Not too much optimism
The proposition of allowing the SMEs to tap the capital markets without an IPO also does not manage to excite most of the SMEs, Goel learnt on enquiring. With issues like arranging the working capital to deal, SMEs feel that most of them do not have the wherewithal to handle the compliance requirements that a listed company is expected to have.
Similarly, Manav Shankar CEO of Meranaukar.com cries foul about this budget. “Though the Finance Minister announced that his focus was the youth and his aim is to give a fillip to the entrepreneurial spirit, there are absolutely no enablers for start ups. At least a one year tax rebate was really needed to encourage more and more start ups in the country,” says Shankar whose company is a concierge service across 11 locations in the country.

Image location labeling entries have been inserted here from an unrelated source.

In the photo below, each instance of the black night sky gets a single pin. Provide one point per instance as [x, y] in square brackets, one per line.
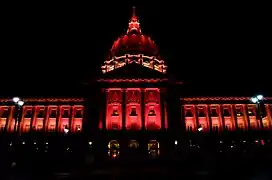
[217, 49]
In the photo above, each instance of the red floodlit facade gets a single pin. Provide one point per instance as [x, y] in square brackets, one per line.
[134, 87]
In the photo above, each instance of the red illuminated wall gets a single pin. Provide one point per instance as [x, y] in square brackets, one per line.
[152, 109]
[43, 118]
[114, 109]
[219, 117]
[133, 109]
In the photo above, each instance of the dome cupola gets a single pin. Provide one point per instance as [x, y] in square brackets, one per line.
[135, 47]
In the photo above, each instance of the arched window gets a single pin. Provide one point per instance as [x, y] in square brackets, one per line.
[113, 149]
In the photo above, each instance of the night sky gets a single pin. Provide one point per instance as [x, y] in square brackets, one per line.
[217, 49]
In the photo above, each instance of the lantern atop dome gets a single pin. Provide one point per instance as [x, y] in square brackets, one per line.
[134, 24]
[134, 47]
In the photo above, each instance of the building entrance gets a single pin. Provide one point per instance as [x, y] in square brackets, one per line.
[113, 149]
[153, 148]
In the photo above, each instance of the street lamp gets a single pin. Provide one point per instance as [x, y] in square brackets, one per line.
[18, 106]
[200, 128]
[66, 131]
[258, 100]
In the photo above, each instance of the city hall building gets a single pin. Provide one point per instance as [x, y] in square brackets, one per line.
[135, 103]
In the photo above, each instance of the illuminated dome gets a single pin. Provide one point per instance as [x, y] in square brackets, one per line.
[134, 47]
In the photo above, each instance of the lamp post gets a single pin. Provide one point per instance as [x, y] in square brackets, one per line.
[17, 116]
[258, 100]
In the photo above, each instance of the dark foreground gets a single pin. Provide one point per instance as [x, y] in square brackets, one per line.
[196, 168]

R. Narayan, founder and CEO of Power2Sme, an online aggregator for SMEs comes with a neutral view. He opines, “The Finance Minister attempted to encourage the SME sector but his moves were not as aggressive as they should have been. A lot more could have been done to maximize the growth of SMEs. Today, a uniform taxation scheme is the need of the hour. A majority of the state governments have agreed to the need for a constitutional amendment but it is imperative for the central government to pass the GST bill within a clearly defined timeline. Additionally, a clustering approach for similar SMEs is the need of the hour as it would create an ecosystem that facilitates growth.”
Far found smiles
And when we asked Dr Arun Singh, senior economist at Dun & Bradstreet for his views, he seemed quite generous in his assessment. According to him, with the “available resources” the Finance Minister tried his best to empower SMEs. “Though there are no immediate or short term benefits for the start ups, in the long term the new announcements are sure to bore fruits. From the refinancing of SIDBI to giving easy access to capital markets and intent to introduction of GST, everything will help scale up. The non tax benefits that have been extended for three years to SMEs that are trying to graduate into a higher category leave a major reason to cheer.”
The tax incentives will enable the SMEs to grow in size while retaining its benefits and provide them the required time to compete with larger and established players.